Speaking at hearings on a groundbreaking antipornography civil rights law, women offer eloquent witness to the devastation pornography has caused in their lives. Supported by social science experts and authorities on rape, battery, and prostitution, discounted and opposed by free speech advocates and absolutists, their riveting testimony articulates the centrality of pornography to sexual abuse and inequity today.

At issue in these hearings is a law conceived and drafted by Andrea Dworkin and Catharine A. MacKinnon that defines harm done through pornography as a legal injury of sex discrimination warranting civil redress. From the first set of hearings in Minneapolis in 1983 through those before the Massachusetts state legislature in 1992, the witnesses heard here expose the commonplace reality of denigration and sexual subordination due to pornography and refute the widespread notion that pornography is harmless expression that must be protected by the state.

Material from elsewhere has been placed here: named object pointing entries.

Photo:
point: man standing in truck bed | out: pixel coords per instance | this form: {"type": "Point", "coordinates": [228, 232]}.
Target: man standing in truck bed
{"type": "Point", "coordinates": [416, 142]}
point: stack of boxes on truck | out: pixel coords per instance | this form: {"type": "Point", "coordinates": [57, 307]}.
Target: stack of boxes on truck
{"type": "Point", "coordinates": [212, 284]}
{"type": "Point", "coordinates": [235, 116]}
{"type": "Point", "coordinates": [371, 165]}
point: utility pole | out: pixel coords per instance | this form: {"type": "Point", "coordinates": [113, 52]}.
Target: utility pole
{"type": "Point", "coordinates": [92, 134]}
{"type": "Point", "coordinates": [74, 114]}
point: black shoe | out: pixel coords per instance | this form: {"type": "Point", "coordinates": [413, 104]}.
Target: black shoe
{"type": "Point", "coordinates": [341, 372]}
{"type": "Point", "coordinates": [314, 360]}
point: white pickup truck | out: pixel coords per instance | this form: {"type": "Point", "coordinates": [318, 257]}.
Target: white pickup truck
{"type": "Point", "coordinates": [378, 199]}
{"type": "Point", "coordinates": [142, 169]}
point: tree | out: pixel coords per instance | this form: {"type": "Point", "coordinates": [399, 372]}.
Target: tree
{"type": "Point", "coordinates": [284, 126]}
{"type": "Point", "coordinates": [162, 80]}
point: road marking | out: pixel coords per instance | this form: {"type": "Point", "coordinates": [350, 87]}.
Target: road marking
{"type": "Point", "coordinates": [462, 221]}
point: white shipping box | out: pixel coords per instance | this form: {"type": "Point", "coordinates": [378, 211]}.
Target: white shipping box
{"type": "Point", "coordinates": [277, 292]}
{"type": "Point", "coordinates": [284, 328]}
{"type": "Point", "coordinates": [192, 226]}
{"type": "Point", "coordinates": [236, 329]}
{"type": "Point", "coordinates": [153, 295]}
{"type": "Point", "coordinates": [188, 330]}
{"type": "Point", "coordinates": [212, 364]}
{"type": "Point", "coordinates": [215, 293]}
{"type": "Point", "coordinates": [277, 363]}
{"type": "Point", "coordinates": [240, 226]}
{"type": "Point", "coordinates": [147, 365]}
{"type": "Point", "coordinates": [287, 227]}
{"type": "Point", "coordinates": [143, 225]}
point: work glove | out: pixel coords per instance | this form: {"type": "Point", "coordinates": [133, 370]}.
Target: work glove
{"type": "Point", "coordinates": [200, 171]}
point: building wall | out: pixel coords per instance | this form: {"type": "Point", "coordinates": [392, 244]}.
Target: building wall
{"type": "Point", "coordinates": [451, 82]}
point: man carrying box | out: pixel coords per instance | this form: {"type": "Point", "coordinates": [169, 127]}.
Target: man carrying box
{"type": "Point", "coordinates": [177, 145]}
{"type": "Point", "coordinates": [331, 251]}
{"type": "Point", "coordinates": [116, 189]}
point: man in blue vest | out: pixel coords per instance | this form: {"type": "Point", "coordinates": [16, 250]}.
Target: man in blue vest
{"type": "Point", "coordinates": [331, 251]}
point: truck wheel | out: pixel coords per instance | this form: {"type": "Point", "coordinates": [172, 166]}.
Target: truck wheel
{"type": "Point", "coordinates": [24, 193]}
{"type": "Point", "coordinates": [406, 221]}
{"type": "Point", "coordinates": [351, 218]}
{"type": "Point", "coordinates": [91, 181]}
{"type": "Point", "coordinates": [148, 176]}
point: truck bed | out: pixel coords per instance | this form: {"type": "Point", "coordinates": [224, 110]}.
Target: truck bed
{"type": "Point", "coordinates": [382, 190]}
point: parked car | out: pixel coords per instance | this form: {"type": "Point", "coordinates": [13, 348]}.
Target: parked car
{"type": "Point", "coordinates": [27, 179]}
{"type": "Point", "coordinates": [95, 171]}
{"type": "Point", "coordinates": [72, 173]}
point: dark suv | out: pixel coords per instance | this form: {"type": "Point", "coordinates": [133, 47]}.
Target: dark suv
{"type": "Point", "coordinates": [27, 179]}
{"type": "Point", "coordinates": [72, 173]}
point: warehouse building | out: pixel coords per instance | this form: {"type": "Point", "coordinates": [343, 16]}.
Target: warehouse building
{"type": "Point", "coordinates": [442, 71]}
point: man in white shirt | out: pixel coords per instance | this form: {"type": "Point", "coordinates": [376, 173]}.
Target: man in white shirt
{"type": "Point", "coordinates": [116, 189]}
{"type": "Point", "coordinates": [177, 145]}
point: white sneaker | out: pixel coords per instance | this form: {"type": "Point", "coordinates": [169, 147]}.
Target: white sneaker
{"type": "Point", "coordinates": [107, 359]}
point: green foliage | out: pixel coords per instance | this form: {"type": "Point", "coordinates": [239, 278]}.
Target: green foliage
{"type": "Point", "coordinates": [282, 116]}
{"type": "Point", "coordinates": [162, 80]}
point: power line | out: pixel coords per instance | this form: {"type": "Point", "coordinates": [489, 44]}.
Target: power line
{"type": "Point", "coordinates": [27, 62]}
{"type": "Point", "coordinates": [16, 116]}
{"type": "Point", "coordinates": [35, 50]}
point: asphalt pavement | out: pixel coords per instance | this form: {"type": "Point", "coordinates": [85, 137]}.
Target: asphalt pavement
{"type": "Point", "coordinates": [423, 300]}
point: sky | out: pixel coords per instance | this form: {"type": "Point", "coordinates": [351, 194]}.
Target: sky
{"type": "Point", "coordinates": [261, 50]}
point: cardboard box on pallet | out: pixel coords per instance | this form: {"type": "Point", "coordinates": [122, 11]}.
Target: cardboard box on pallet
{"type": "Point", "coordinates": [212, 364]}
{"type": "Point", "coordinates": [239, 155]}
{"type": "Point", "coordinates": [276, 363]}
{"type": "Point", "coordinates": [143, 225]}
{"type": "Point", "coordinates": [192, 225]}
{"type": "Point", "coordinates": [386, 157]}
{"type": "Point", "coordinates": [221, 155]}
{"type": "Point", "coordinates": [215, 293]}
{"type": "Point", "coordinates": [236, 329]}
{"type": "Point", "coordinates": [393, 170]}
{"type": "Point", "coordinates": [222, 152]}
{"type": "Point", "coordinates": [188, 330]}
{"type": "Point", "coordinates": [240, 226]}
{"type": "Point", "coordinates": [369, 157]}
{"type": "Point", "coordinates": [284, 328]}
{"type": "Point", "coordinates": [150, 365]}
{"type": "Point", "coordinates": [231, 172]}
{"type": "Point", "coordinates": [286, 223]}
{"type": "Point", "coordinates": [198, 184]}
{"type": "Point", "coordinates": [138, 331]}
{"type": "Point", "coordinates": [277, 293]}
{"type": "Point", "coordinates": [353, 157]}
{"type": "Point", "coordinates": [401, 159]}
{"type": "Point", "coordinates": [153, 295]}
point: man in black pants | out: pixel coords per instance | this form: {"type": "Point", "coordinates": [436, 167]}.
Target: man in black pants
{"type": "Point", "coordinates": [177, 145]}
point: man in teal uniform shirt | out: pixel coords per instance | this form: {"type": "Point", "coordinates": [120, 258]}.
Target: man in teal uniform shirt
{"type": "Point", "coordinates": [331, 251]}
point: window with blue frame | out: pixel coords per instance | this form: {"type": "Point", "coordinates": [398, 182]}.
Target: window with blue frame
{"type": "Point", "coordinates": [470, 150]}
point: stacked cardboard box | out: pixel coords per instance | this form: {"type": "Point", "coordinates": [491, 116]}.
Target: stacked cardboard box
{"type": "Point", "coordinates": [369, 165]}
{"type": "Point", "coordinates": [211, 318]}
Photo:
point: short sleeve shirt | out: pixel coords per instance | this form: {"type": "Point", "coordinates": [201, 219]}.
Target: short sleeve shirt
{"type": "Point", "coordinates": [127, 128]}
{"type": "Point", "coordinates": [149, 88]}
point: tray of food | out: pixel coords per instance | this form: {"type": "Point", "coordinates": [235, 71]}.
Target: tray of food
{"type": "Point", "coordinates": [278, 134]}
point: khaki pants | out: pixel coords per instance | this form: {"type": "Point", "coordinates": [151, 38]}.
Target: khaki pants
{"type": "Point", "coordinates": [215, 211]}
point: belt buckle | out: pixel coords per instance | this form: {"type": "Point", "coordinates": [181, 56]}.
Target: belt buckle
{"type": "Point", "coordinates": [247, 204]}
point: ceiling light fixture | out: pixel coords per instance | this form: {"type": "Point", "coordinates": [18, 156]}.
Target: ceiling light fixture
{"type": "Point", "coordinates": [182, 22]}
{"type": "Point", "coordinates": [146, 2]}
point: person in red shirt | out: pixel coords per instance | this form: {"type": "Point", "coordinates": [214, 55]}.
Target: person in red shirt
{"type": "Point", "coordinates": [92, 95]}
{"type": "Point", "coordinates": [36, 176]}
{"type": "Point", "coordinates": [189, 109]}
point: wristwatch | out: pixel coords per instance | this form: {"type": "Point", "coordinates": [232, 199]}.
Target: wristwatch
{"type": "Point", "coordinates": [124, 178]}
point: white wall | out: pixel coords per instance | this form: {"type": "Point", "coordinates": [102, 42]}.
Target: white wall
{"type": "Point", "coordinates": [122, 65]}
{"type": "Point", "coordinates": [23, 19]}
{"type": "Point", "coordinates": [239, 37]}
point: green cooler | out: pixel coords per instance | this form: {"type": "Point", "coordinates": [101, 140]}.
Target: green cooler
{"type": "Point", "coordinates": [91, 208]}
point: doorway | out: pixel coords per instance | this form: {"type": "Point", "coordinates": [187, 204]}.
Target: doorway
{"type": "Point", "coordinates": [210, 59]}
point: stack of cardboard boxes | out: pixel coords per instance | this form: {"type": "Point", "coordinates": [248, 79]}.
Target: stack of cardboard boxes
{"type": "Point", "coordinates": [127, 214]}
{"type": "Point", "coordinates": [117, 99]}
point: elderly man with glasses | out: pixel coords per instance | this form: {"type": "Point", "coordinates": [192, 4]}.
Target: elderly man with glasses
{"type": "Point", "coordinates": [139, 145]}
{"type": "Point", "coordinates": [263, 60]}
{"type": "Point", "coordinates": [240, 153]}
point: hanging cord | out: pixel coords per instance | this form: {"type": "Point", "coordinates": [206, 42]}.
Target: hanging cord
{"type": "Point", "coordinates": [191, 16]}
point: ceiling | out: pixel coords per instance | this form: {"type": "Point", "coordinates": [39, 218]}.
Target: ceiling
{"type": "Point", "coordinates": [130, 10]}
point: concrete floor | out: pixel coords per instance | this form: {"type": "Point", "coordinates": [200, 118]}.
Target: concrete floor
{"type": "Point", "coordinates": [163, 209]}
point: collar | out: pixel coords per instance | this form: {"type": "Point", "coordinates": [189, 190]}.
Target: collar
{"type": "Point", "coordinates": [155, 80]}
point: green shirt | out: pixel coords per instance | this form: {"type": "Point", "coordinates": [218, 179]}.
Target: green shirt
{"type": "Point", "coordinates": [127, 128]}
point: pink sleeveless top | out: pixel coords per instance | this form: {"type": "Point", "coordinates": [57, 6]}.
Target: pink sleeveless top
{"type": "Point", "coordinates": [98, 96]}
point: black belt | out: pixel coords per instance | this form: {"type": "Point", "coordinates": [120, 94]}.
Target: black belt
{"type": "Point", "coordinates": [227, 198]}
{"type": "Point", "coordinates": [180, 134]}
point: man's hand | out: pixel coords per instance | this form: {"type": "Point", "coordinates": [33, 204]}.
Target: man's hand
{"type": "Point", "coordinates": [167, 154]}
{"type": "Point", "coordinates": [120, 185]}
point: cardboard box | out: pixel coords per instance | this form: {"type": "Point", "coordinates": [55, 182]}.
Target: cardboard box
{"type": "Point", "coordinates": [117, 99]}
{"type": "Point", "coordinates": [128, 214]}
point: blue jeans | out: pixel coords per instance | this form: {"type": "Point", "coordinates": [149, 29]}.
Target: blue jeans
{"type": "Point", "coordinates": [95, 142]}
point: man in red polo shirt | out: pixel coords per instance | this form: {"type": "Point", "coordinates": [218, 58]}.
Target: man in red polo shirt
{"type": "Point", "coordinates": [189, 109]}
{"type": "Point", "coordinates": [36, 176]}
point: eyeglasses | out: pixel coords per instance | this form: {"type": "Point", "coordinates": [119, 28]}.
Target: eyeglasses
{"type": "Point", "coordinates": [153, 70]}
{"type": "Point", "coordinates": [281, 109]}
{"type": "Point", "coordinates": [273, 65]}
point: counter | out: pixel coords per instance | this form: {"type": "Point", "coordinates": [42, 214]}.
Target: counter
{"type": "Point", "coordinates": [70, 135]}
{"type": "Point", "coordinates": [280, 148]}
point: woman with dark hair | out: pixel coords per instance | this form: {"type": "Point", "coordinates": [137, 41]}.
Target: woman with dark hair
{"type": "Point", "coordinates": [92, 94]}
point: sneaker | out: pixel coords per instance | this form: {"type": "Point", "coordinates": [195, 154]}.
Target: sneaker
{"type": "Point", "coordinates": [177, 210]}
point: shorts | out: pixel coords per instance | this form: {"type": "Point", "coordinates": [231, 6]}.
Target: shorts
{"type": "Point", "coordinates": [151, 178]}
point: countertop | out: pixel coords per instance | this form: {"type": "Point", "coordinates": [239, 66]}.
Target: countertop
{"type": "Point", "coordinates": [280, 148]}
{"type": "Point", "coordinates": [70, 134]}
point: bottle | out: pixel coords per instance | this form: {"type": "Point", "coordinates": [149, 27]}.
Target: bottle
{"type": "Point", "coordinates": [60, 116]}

Introduced with powerful essays by MacKinnon and Dworkin, these hearings—unabridged and with each word scrupulously verified—constitute a unique record of a conflict over the meaning of democracy itself—a major civil rights struggle for our time and a fundamental crisis in United States constitutional law: Can we sacrifice the lives of women and children to a pornographer’s right to free “speech”? Can we allow the First Amendment to shield sexual exploitation and predatory sexual violence? These pages contain all the arguments for protecting pornography—and dramatically document its human cost.